Non aveva dato una risposta di alcun tipo, e l'aria che li circondava era colma di tensione e nervosismo.
Sapeva che, se non avesse fatto qualcosa, il loro rapporto avrebbe subito pian piano cambiamenti, ma in quel momento il mondo si era come bloccato e il suo cervello era andato in tilt.
Non si era mai trovato in una simile situazione e non sapeva come comportarsi, né cosa dire. Quella risposta sarebbe certamente stata la scelta più sicura, ma non era solo a causa dell'ansia che aveva trattenuto ogni parola e sensazione in gola.
Aveva paura. Di una delusione, di rovinare tutto, di dire parole sbagliate. Aveva paura di così tante cose, che spiegarle avrebbe richiesto troppo tempo. Aveva paura di così tante cose, che neanche sapeva come esprimersi.

Quella sera non parlarono più se non per salutarsi.
Il silenzio, invece, precedentemente era stato rotto da Midoriya che aveva ricominciato a suonare. Shoto non era sicuro di aver riconosciuto la canzone, ma era certo fosse dei Green Day.
«È il caso che vada» affermó alzandosi, venendo seguito dall'altro che lo accompagnó all'ingresso. Questi gli donó un lieve sorriso, ma recitare non era il suo forte: chiunque si sarebbe reso conto, anche a metri di distanza, di quanto quell'espressione fosse falsa e forzata.
Ma, in fondo, Todoroki cosa poteva pretendere? Come si sarebbe sentito se fosse stato al posto di Midoriya?
Poteva solo immaginare un simile dolore, ma si sentiva tremendamente in colpa.
“Devo assolutamente parlargli” disse tra sé e sé poco prima che l'autobus si fermasse.
Era la sua fermata, e se non avesse visto i suoi compagni scendere probabilmente sarebbe rimasto dentro.

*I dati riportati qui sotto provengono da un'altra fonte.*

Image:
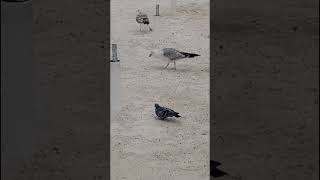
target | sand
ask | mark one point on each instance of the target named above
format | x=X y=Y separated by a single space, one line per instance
x=141 y=146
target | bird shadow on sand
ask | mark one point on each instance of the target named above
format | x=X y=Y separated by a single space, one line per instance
x=142 y=32
x=168 y=120
x=171 y=69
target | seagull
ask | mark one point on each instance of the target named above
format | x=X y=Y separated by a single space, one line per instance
x=142 y=18
x=171 y=54
x=163 y=112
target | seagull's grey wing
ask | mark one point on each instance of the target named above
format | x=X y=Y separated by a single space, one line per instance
x=172 y=54
x=161 y=112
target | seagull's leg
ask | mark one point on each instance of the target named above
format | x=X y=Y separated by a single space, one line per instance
x=167 y=65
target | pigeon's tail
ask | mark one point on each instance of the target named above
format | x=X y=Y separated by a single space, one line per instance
x=189 y=55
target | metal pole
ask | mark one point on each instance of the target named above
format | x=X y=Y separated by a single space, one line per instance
x=173 y=6
x=157 y=10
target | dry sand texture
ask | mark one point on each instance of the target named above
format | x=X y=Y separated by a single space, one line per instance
x=142 y=147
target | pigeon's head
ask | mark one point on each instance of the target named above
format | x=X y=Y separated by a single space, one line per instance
x=155 y=53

Generalmente non cercava conforto tra le braccia di altri, né parole di sostegno, ma aveva bisogno di un amico e di parlare con qualcuno. Per questo cercava Bakugo, la sua spalla, la sua forza, il suo migliore amico.
«Ho bisogno di te» disse non appena scorse i suoi folti capelli biondi vicino un albero. Fortunatamente era solo, perciò non dovette afferarlo per un polso, trascinarlo con sé e condurlo in un luogo appartato, dove nessuno li avrebbe potuti vedere o sentire.
«Sono un idiota»
Bakugo si stupì nel vederlo così. Non era mai stato tanto critico nei propri confronti, e allo stesso modo non lo aveva mai sentito parlare in maniera così diretta. Solo tre parole suscitarono in lui voglia di sapere cosa lo tormentasse. Solo tre parole, che tuttavia non bastavano.
«Che è successo?» domandó.
«Sono rimasto in silenzio» disse.
L'altro lo guardó confuso, non riusciva a capire, chiunque non ci sarebbe riuscito.
Il bicolore volse lo sguardo altrove e lo vide. Rideva insieme a Uraraka, ma non era certo fosse una risata vera.
Parlava cercando di nascondere i suoi pensieri più profondi ma al centro di essi c'era lui, quel ragazzo dai capelli rossi e bianchi.
Sperava di sentirsi bene, ma sentiva nuovamente di aver fallito.
«Che hai fatto?» domandó ancora. E fu lì che gli raccontó tutto.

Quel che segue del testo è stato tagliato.